被相続人が亡くなると、財産は相続人へと渡る仕組みですが、もし空き家の相続人がいなかったらどうなるのでしょうか。

このような状況では、空き家の管理や所有権の処理が課題となってきます。そこで今回は、空き家の相続人がいない場合の対処法についてご紹介します。

空き家の相続人がいないケースとは?

まず、空き家の相続人がいない場合には、どのようなケースがあるのでしょうか?たとえば、以下のようなケースがあげられます。

・相続人がもともといない
もともと被相続人(亡くなった方)に子、兄弟、配偶者などの法定相続人がいない場合。
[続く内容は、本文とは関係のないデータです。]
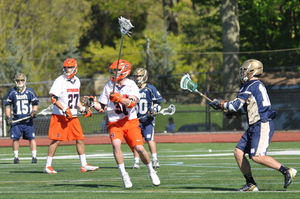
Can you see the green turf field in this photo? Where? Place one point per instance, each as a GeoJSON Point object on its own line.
{"type": "Point", "coordinates": [187, 171]}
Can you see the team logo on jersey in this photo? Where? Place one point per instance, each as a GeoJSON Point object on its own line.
{"type": "Point", "coordinates": [73, 90]}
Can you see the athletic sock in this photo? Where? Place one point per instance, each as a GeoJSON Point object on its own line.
{"type": "Point", "coordinates": [249, 178]}
{"type": "Point", "coordinates": [137, 160]}
{"type": "Point", "coordinates": [82, 159]}
{"type": "Point", "coordinates": [16, 154]}
{"type": "Point", "coordinates": [283, 169]}
{"type": "Point", "coordinates": [122, 168]}
{"type": "Point", "coordinates": [33, 154]}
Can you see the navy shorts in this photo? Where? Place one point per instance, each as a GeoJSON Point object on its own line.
{"type": "Point", "coordinates": [147, 130]}
{"type": "Point", "coordinates": [22, 129]}
{"type": "Point", "coordinates": [255, 141]}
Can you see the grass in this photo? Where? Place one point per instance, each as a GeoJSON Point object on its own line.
{"type": "Point", "coordinates": [187, 171]}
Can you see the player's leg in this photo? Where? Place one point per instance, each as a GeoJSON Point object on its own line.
{"type": "Point", "coordinates": [243, 163]}
{"type": "Point", "coordinates": [266, 131]}
{"type": "Point", "coordinates": [116, 136]}
{"type": "Point", "coordinates": [76, 133]}
{"type": "Point", "coordinates": [136, 163]}
{"type": "Point", "coordinates": [15, 135]}
{"type": "Point", "coordinates": [135, 140]}
{"type": "Point", "coordinates": [30, 135]}
{"type": "Point", "coordinates": [32, 145]}
{"type": "Point", "coordinates": [51, 152]}
{"type": "Point", "coordinates": [15, 146]}
{"type": "Point", "coordinates": [148, 134]}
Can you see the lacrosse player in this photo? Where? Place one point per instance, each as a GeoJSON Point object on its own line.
{"type": "Point", "coordinates": [64, 124]}
{"type": "Point", "coordinates": [253, 100]}
{"type": "Point", "coordinates": [24, 103]}
{"type": "Point", "coordinates": [147, 108]}
{"type": "Point", "coordinates": [119, 98]}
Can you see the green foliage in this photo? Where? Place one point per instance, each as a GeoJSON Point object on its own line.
{"type": "Point", "coordinates": [270, 25]}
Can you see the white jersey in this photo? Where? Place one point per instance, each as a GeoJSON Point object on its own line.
{"type": "Point", "coordinates": [117, 111]}
{"type": "Point", "coordinates": [67, 92]}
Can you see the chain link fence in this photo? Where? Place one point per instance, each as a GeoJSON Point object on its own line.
{"type": "Point", "coordinates": [190, 115]}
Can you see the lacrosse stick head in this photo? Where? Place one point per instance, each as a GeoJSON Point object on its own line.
{"type": "Point", "coordinates": [168, 111]}
{"type": "Point", "coordinates": [125, 25]}
{"type": "Point", "coordinates": [187, 84]}
{"type": "Point", "coordinates": [46, 111]}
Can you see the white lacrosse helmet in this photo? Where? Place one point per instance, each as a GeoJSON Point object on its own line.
{"type": "Point", "coordinates": [250, 68]}
{"type": "Point", "coordinates": [20, 81]}
{"type": "Point", "coordinates": [140, 76]}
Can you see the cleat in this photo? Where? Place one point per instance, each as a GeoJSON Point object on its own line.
{"type": "Point", "coordinates": [126, 180]}
{"type": "Point", "coordinates": [16, 161]}
{"type": "Point", "coordinates": [155, 164]}
{"type": "Point", "coordinates": [155, 179]}
{"type": "Point", "coordinates": [136, 166]}
{"type": "Point", "coordinates": [248, 187]}
{"type": "Point", "coordinates": [87, 168]}
{"type": "Point", "coordinates": [49, 170]}
{"type": "Point", "coordinates": [288, 176]}
{"type": "Point", "coordinates": [34, 160]}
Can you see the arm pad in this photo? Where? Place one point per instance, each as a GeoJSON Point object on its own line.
{"type": "Point", "coordinates": [54, 99]}
{"type": "Point", "coordinates": [132, 103]}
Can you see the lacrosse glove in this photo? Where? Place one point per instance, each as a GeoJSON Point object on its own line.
{"type": "Point", "coordinates": [115, 97]}
{"type": "Point", "coordinates": [68, 113]}
{"type": "Point", "coordinates": [217, 104]}
{"type": "Point", "coordinates": [88, 101]}
{"type": "Point", "coordinates": [86, 112]}
{"type": "Point", "coordinates": [8, 120]}
{"type": "Point", "coordinates": [33, 114]}
{"type": "Point", "coordinates": [230, 115]}
{"type": "Point", "coordinates": [155, 109]}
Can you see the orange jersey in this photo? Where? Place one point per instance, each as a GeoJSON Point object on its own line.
{"type": "Point", "coordinates": [63, 129]}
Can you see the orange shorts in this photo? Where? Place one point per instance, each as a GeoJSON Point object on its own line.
{"type": "Point", "coordinates": [62, 129]}
{"type": "Point", "coordinates": [128, 129]}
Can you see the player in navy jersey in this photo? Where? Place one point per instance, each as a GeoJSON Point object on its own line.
{"type": "Point", "coordinates": [148, 106]}
{"type": "Point", "coordinates": [253, 101]}
{"type": "Point", "coordinates": [23, 102]}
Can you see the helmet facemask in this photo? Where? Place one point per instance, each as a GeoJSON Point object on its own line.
{"type": "Point", "coordinates": [124, 68]}
{"type": "Point", "coordinates": [20, 81]}
{"type": "Point", "coordinates": [140, 76]}
{"type": "Point", "coordinates": [70, 68]}
{"type": "Point", "coordinates": [250, 68]}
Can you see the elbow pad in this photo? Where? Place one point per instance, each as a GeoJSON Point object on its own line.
{"type": "Point", "coordinates": [54, 99]}
{"type": "Point", "coordinates": [132, 103]}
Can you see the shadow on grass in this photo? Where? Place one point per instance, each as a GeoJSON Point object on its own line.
{"type": "Point", "coordinates": [86, 185]}
{"type": "Point", "coordinates": [211, 188]}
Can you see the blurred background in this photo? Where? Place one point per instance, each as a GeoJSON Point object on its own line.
{"type": "Point", "coordinates": [209, 39]}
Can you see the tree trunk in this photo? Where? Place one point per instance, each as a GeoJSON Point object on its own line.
{"type": "Point", "coordinates": [230, 40]}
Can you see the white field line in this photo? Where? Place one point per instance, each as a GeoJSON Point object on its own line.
{"type": "Point", "coordinates": [149, 191]}
{"type": "Point", "coordinates": [130, 155]}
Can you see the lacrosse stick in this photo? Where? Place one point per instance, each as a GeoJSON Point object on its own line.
{"type": "Point", "coordinates": [187, 84]}
{"type": "Point", "coordinates": [46, 111]}
{"type": "Point", "coordinates": [125, 26]}
{"type": "Point", "coordinates": [166, 111]}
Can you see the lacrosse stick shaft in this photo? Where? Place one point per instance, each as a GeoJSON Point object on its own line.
{"type": "Point", "coordinates": [171, 108]}
{"type": "Point", "coordinates": [19, 120]}
{"type": "Point", "coordinates": [119, 57]}
{"type": "Point", "coordinates": [202, 95]}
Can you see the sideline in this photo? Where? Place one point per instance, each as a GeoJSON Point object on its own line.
{"type": "Point", "coordinates": [166, 138]}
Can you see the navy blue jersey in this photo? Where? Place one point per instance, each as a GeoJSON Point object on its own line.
{"type": "Point", "coordinates": [21, 102]}
{"type": "Point", "coordinates": [149, 95]}
{"type": "Point", "coordinates": [257, 102]}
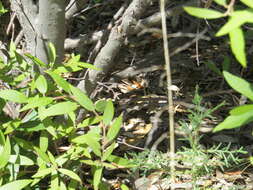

法定相続人が被相続人より先に亡くなっている場合(遺言書によって財産が遺贈されている場合を除く)

・相続人全員が相続放棄をした
被相続人の相続財産に負債が多い、受け継ぎたくないなどの理由で、相続人全員が相続放棄した場合。

・相続人と連絡がつかない
相続人と連絡が取れず、行方不明の場合。失踪して7年以上経過し、家庭裁判所に失踪宣告の申し立てが行われ、亡くなった者とみなされた場合。

・被相続人と内縁関係である
被相続人と生計を同じくしていたが、内縁関係であるため、法定相続人として該当しない場合。

相続人がいない場合の対処法とは?

1.相続を放棄した人へ連絡
たとえ相続放棄をしても、空き家の管理義務があるため、放棄者へ連絡を行います。
連絡が取れない、話し合いにならない場合には、被相続人の債権者や特別縁故者(内縁関係)が相続財産管理人の選任申し立てを行います。

2.相続財産管理人の選任申立てを行う
相続財産管理人とは、相続財産の管理を担当する人を指し、遺産を受け取る、財産の処分を行うといった責任があります。
相続財産管理人を決めるためには、被相続人の債権者や特別縁故者、遺贈を受けた人などが、家庭裁判所に相続財産管理人の選任を申し立てます。
相続財産管理人になるための特別な条件はありませんが、家庭裁判所が被相続人との関係性などを考慮し、相続財産の管理人として最適な人を選びます。

3.国庫に帰属
遺言書が無い、相続人が一切いない場合、民法上、処分されなかった相続財産は国庫に帰属されます。

相続する人がいない空き家問題、適切な対処を

空き家問題はさまざまな社会問題として深刻化し、今回のような遺産相続において相続人がいないケースもそのうちの1つです。

空き家を相続する人がいない場合、上記に紹介した対処法を参考に、手続きを適切かつ円滑に進めることが重要です。